Mehr Unterstützung für Frauen durch Männer wichtig
Aktive Politikerinnen wie Petra Daisenberger, Kreisrätin im Landkreis Garmisch-Partenkirchen, machen die Erfahrung, dass Frauen es viel schwerer haben als Männer, sich in politischen Ämtern zu behaupten. Häufig werden sie belächelt und müssen Aggressionen aushalten. "Es ist einfach so, dass Frauen gute Schulabschlüsse haben, sie gut gebildet sind und trotzdem in der Politik immer gesagt bekommen: Ihr kennt Euch gar nicht aus, ihr habt ja gar keine Ahnung." Wenn man das in aggressiver Weise dauernd gesagt bekäme, so die Kreisrätin, gebe es auch Frauen, die keine Lust mehr hätten, dauernd beweisen zu müssen, dass sie etwas können. "Ich finde, da dürfen Männer noch ein bisschen an sich arbeiten und uns auch unterstützen."
Von NGOs in die politischen Gremien
Tatsächlich gelte es, sagt Soziologin Mina Mittertrainer, die Barrieren für Frauen in der Politik abzubauen, gerade auch für junge Frauen im ländlichen Raum.
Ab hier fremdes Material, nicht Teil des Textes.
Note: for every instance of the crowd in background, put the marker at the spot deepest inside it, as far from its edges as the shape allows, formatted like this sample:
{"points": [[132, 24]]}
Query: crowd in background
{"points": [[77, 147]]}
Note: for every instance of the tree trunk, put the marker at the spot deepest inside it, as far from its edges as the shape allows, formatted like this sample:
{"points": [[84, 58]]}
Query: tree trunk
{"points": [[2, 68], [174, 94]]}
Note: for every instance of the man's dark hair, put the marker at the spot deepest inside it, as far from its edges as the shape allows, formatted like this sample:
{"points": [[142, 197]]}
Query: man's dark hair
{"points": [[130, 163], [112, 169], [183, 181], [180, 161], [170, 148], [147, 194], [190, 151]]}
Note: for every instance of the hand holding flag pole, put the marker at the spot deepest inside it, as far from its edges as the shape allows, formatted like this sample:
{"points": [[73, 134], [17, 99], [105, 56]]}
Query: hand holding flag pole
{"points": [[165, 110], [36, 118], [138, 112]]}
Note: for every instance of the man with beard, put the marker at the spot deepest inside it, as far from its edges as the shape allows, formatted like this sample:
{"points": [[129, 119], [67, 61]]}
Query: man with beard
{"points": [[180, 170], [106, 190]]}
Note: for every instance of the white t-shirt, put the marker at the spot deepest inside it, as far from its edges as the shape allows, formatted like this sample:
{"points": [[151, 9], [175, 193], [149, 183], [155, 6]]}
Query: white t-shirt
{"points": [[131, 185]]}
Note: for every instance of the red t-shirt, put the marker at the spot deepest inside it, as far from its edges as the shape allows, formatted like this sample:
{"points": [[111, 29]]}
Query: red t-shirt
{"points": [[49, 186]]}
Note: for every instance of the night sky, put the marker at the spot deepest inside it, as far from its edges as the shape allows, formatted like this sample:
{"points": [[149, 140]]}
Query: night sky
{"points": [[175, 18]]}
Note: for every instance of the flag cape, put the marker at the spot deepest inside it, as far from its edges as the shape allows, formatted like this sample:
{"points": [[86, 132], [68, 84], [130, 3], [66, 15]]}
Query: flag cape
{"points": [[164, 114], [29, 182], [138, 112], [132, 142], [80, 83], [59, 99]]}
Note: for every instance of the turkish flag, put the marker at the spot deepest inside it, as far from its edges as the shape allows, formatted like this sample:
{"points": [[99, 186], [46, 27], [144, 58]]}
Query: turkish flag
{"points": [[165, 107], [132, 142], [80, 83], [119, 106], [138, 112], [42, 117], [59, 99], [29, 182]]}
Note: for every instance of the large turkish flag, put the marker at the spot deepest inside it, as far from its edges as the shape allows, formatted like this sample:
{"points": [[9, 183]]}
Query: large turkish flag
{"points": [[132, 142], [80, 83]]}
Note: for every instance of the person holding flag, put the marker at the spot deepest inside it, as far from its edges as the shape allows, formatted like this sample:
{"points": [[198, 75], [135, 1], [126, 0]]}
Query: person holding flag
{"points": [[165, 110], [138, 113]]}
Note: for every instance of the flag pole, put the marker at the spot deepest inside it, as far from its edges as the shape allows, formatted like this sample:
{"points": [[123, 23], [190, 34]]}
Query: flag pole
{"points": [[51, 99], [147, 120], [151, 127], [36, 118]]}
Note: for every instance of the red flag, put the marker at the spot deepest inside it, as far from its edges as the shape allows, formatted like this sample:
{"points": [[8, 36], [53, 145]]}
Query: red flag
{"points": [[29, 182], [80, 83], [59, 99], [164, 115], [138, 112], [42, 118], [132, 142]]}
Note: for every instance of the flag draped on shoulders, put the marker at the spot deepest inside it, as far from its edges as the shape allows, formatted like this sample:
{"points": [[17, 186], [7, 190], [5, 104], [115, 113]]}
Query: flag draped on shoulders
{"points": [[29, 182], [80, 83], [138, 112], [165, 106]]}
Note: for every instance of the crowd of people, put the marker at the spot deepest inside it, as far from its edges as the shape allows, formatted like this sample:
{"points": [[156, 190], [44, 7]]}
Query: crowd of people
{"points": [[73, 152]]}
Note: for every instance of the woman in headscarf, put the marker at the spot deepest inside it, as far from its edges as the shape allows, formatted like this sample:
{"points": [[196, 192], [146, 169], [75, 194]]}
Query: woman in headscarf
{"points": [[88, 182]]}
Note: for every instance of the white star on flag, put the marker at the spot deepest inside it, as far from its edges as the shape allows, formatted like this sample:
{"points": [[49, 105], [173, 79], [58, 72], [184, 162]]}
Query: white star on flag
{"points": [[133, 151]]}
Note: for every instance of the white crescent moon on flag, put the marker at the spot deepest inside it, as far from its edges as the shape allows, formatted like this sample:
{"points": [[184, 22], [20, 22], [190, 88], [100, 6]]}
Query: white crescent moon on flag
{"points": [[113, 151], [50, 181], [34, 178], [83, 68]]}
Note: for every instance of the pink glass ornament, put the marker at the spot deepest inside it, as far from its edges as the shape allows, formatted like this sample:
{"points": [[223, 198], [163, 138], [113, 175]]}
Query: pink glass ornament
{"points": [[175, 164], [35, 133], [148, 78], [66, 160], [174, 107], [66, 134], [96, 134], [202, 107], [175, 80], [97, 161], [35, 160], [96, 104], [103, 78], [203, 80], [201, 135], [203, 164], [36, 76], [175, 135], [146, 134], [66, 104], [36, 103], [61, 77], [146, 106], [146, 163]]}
Und ein ganz wichtiger Faktor dabei sei, jungen Frauen zu vermitteln, dass das, was sie interessiert und das, was sie in ihrem Alltag beschäftigt, ganz viel mit Politik zu tun hat.
So ist die Klimabewegung "Fridays for Future" zwar sehr politisch, aber vielen beteiligten Frauen ist das gar nicht wirklich bewusst. Aktivistinnen wie Luisa Neubauer, Carla Reemtsma und Greta Thunberg machen jungen Frauen zwar Mut, ihre Ziele zu verfolgen und ins Rampenlicht zu treten. Aber bisher hat sich das noch nicht auf die politischen Gremien auswirkt. Mina Mittertrainer glaubt, dass mehr aktive Politikerinnen vieles verändern könnten, etwa den oft aggressiven Umgangston oder die familienfeindlichen Sitzungszeiten.
Frauenquote notwendig
Ein wichtiges Instrument, um 50 Prozent Frauenanteil in den politischen Gremien zu erreichen, so Mina Mittertrainer, sei die Frauenquote. "Wann wir die Parität erreichen, hängt auch davon ab, was wir dafür machen - es passiert nicht von selber. Die Quote kann dabei helfen, diese Strukturen aufzubrechen. Und davon profitieren nicht nur Frauen."
In Frankreich wurde 2001 das sogenannte Paritätsgesetz eingeführt. Das bedeutet: Auf den Wahllisten müssen genauso viele Frauen wie Männer stehen. Der Frauenanteil in der französischen Nationalversammlung ist seither von 10,8 Prozent auf 38,7 Prozent gestiegen. Im deutschen Bundestag liegt der Frauenanteil 2021 bei gerade mal 31,4 Prozent.
Zwar hat Angela Merkel gezeigt, dass Frauen in der Politik erfolgreich sein können. Aber zu mehr Parität hat das nicht geführt. Die "Beiräte junger Frauen" könnten hier ein weiterer Schritt für mehr Teilhabe junger Frauen in der Politik sein.